Collection and Analysis of Spontaneous and Read Corpora for Spoken Language System Development

Michal Soclof, Victor W. Zue

Spoken Language Systems Group, Laboratory for Computer Science, Massachusetts Institute of Technology, Cambridge, MA, USA

As part of our effort in developing the MIT voyager system, we recently collected speech data from 50 male and 50 female subjects under a simulation mode, in which spoken sentences were typed into the computer for automatic natural language processing and response generation. Since a computer log of the spoken dialogue was maintained, we were able to ask the subjects to provide read versions of the sentences as well.

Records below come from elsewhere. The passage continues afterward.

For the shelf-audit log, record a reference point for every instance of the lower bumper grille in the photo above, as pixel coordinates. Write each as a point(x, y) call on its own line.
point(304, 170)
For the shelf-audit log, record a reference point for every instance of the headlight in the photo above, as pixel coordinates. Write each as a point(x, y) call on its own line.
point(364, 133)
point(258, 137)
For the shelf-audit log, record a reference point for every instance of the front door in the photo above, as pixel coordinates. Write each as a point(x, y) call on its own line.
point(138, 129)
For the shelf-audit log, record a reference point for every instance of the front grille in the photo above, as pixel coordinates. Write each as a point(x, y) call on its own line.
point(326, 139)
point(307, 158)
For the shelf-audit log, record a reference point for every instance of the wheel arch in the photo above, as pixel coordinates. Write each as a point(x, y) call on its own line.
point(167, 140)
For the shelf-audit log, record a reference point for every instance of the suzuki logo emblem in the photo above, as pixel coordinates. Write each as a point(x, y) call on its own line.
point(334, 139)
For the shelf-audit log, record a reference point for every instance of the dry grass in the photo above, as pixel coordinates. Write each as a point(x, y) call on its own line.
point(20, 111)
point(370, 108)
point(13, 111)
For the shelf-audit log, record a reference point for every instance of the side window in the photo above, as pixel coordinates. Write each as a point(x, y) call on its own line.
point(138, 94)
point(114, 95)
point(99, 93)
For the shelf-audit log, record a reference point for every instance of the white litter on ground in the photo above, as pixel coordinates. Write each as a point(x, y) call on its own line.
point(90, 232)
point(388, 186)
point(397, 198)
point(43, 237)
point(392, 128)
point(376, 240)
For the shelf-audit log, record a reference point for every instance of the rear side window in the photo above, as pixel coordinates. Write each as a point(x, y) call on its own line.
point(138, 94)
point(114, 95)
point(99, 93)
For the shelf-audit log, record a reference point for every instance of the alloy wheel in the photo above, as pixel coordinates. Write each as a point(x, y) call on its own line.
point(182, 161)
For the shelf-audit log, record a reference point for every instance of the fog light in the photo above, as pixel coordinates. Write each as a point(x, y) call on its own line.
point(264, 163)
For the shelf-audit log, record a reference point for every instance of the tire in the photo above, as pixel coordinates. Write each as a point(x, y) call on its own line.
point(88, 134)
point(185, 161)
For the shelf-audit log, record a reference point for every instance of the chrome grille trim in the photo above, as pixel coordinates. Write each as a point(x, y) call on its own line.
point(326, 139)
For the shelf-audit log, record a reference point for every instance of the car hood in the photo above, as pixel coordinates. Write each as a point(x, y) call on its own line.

Thus the corpus includes both a read version arid a spontaneous version of (approximately) the same sentence, modulo false starts and filled pauses in the spontaneous version. These corpora enable us to make a direct comparison between spontaneous and read speech. All in all, we were able to collect nearly 5000 spontaneous sentences, with an equal number of read sentences. All sentences were digitized and orthographically transcribed. In addition, time-aligned phonetic transcriptions were obtained for about 35% of the data. This paper documents the data collection process, and provides some linguistic and acoustic analyses of the collected data.